To determine the impact on community practices, Duszak’s team evaluated imaging metadata collected between January 2019 and May 2020, looking at volume trends by modality, site of service, and body region.

According to their results, outpatient imaging fell by 66 percent between February and April of this year. When examined as a percentage of total all-practice work RVUs, CT and radiography/fluoroscopy took the biggest hits, dropping 31 percent and 30 percent, respectively. In addition, abdominal/pelvis imaging fell 25 percent, and breast imaging declined 19 percent, both experiencing the most significant body part drops.

Most significantly, the team pointed out, mammography plummeted the most across the different modality-regions groups. This service line saw a 92-percent plummet.

Alongside these changes in imaging volume, the team also pinpointed some downstream effects that could impact radiology is the effects of the pandemic continue or worsen. For example, they said, if revenues continue on a downward trajectory, the specialty could become less attractive to medical students looking to choose their career path or it could push some radiologists getting close to retirement age to pull the trigger early, leaving practices and departments without senior leadership.

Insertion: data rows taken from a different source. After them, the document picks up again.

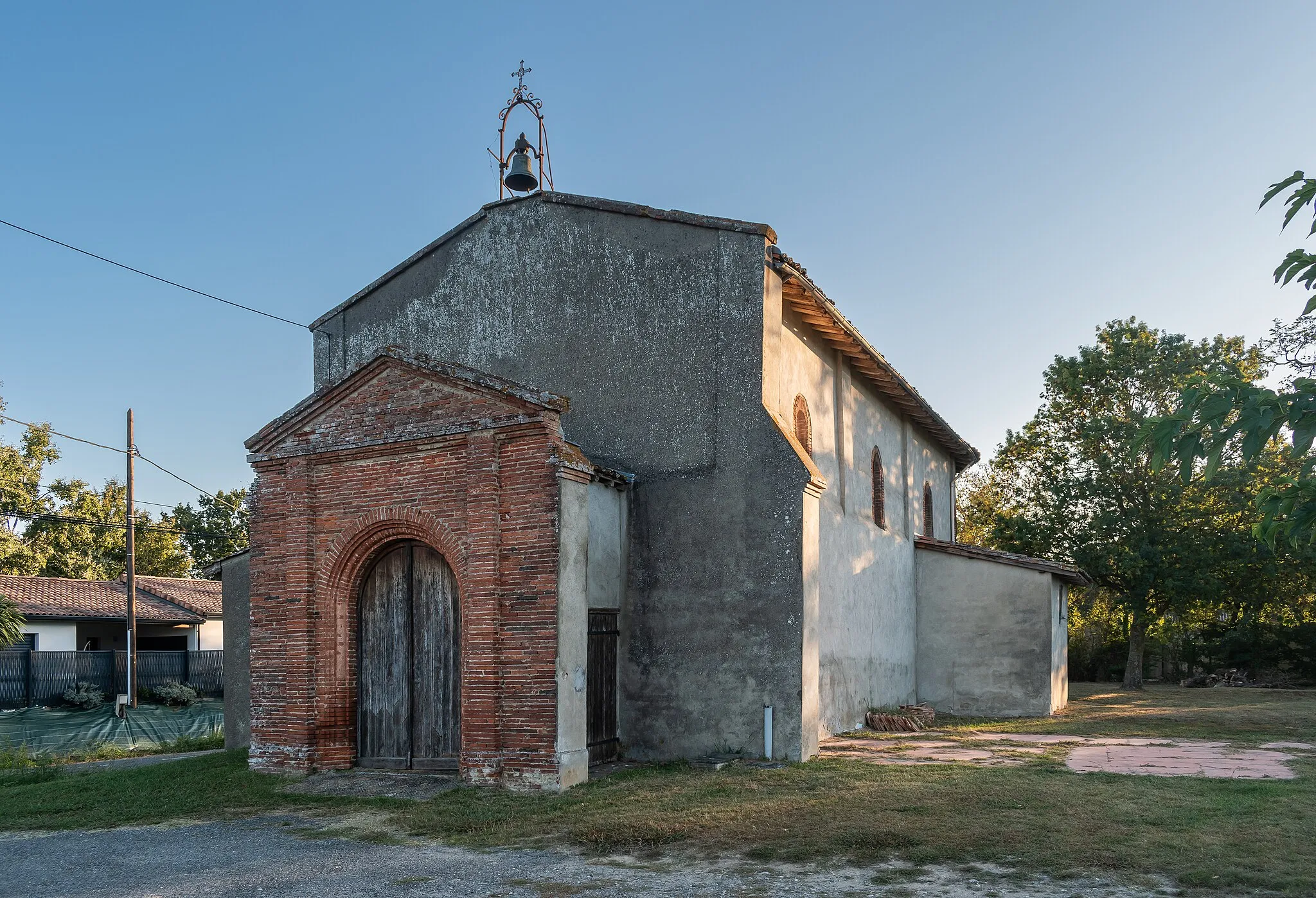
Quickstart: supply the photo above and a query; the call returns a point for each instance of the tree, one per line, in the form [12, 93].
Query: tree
[218, 527]
[96, 551]
[1077, 483]
[1218, 412]
[21, 468]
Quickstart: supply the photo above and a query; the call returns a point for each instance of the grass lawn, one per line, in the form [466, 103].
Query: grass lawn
[1037, 818]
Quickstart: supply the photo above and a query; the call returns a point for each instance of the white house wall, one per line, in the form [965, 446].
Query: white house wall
[986, 637]
[867, 606]
[53, 637]
[607, 556]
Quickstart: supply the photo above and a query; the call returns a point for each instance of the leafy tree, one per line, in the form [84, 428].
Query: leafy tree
[1077, 483]
[89, 551]
[21, 468]
[218, 527]
[1219, 413]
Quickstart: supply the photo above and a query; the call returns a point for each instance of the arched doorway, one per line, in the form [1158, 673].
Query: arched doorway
[408, 703]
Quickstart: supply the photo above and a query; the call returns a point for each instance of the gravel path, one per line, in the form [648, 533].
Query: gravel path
[303, 859]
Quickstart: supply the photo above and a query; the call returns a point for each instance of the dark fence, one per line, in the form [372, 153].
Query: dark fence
[39, 679]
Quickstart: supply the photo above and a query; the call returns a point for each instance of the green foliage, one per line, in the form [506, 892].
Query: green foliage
[86, 551]
[20, 491]
[1077, 483]
[1097, 635]
[85, 694]
[1219, 413]
[224, 521]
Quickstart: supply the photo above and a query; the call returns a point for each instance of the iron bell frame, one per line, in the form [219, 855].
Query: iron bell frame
[522, 96]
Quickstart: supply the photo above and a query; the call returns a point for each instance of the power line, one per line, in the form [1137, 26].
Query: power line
[147, 274]
[187, 482]
[4, 417]
[76, 439]
[93, 522]
[40, 486]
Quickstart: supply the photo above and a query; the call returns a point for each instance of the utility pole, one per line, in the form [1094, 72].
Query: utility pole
[130, 575]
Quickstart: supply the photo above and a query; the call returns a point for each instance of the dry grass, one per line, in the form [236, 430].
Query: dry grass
[1240, 716]
[1035, 818]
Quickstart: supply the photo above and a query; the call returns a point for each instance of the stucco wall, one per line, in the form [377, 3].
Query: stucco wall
[53, 635]
[986, 637]
[653, 329]
[867, 612]
[236, 576]
[574, 541]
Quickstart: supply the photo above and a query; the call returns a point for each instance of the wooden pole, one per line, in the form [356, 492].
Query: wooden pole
[130, 574]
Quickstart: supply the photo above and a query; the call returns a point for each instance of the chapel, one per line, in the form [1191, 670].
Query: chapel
[585, 480]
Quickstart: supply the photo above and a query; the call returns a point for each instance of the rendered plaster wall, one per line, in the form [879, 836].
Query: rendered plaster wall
[607, 559]
[984, 637]
[53, 637]
[209, 635]
[653, 329]
[236, 580]
[867, 612]
[1060, 644]
[574, 527]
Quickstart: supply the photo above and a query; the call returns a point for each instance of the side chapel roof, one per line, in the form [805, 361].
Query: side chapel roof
[1071, 574]
[287, 421]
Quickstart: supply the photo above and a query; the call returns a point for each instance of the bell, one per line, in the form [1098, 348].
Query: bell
[520, 178]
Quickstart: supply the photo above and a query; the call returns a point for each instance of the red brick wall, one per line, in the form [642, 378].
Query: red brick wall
[404, 454]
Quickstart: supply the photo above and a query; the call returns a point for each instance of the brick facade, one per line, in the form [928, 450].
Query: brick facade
[408, 449]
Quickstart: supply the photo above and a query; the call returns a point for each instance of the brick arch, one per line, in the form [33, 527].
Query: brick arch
[348, 559]
[351, 550]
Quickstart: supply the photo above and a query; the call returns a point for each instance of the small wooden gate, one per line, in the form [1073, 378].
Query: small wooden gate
[408, 703]
[601, 687]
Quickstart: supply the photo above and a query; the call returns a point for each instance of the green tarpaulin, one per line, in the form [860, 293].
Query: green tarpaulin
[54, 732]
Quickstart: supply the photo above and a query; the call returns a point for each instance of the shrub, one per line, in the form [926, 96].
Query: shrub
[175, 694]
[85, 694]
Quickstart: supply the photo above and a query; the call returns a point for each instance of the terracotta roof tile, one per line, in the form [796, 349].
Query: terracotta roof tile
[57, 597]
[202, 596]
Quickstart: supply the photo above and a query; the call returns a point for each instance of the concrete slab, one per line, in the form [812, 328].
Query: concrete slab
[1173, 761]
[386, 784]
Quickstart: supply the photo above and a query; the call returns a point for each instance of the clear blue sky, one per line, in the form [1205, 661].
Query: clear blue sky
[977, 186]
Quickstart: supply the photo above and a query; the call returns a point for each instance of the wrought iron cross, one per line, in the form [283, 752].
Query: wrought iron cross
[520, 75]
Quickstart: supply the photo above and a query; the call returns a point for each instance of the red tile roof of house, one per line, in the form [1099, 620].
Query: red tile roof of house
[58, 597]
[202, 596]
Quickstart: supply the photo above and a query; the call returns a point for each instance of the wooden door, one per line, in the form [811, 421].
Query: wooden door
[600, 694]
[409, 663]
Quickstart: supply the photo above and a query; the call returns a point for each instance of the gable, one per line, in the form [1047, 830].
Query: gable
[399, 398]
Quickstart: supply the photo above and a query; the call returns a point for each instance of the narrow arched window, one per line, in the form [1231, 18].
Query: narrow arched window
[803, 428]
[880, 491]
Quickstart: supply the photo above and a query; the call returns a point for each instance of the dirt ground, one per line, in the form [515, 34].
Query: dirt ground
[328, 858]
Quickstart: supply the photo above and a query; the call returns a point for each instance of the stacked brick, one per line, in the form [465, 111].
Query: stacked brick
[408, 449]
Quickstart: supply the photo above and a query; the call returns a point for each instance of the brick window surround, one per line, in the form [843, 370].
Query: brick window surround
[803, 425]
[880, 489]
[398, 453]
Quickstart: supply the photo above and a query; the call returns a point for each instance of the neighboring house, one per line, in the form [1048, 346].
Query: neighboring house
[585, 478]
[173, 613]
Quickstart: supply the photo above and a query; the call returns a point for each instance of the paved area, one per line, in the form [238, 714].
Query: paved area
[1085, 753]
[298, 858]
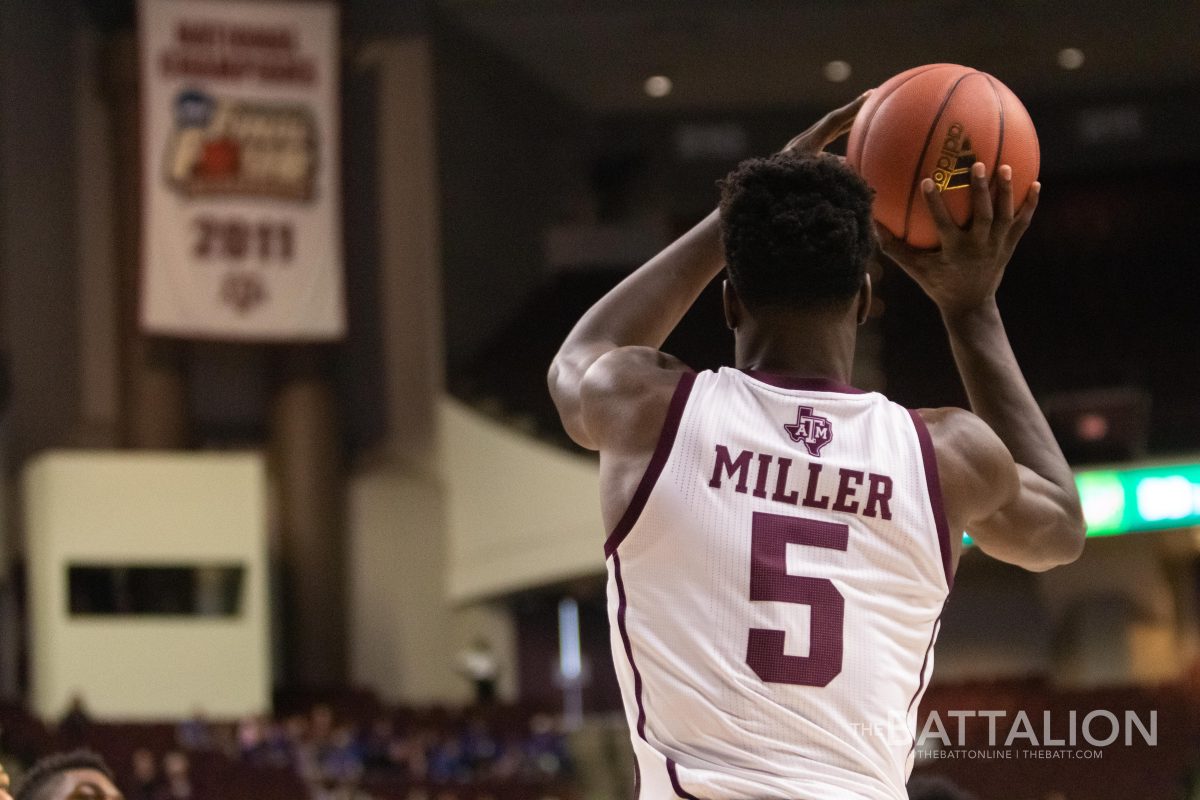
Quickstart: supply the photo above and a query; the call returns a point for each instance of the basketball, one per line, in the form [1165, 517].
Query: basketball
[935, 121]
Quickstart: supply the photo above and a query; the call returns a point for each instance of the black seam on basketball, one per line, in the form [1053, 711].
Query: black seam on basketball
[921, 158]
[1000, 143]
[879, 104]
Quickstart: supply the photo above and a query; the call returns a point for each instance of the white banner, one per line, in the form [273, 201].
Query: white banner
[241, 229]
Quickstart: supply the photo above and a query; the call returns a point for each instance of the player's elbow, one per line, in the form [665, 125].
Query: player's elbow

From another financial and management perspective, this situation could further bolster the culture of consolidation already thriving in radiology, they said.

Ultimately, they said, this analysis could inform decision-making around radiologist manpower, clinical coverage, and financial planning as the pandemic lingers on.

“In light of predictions of an upcoming, potentially disastrous ‘second wave’ of coronavirus disease, such information could provide actionable for radiology practice planning,” they said.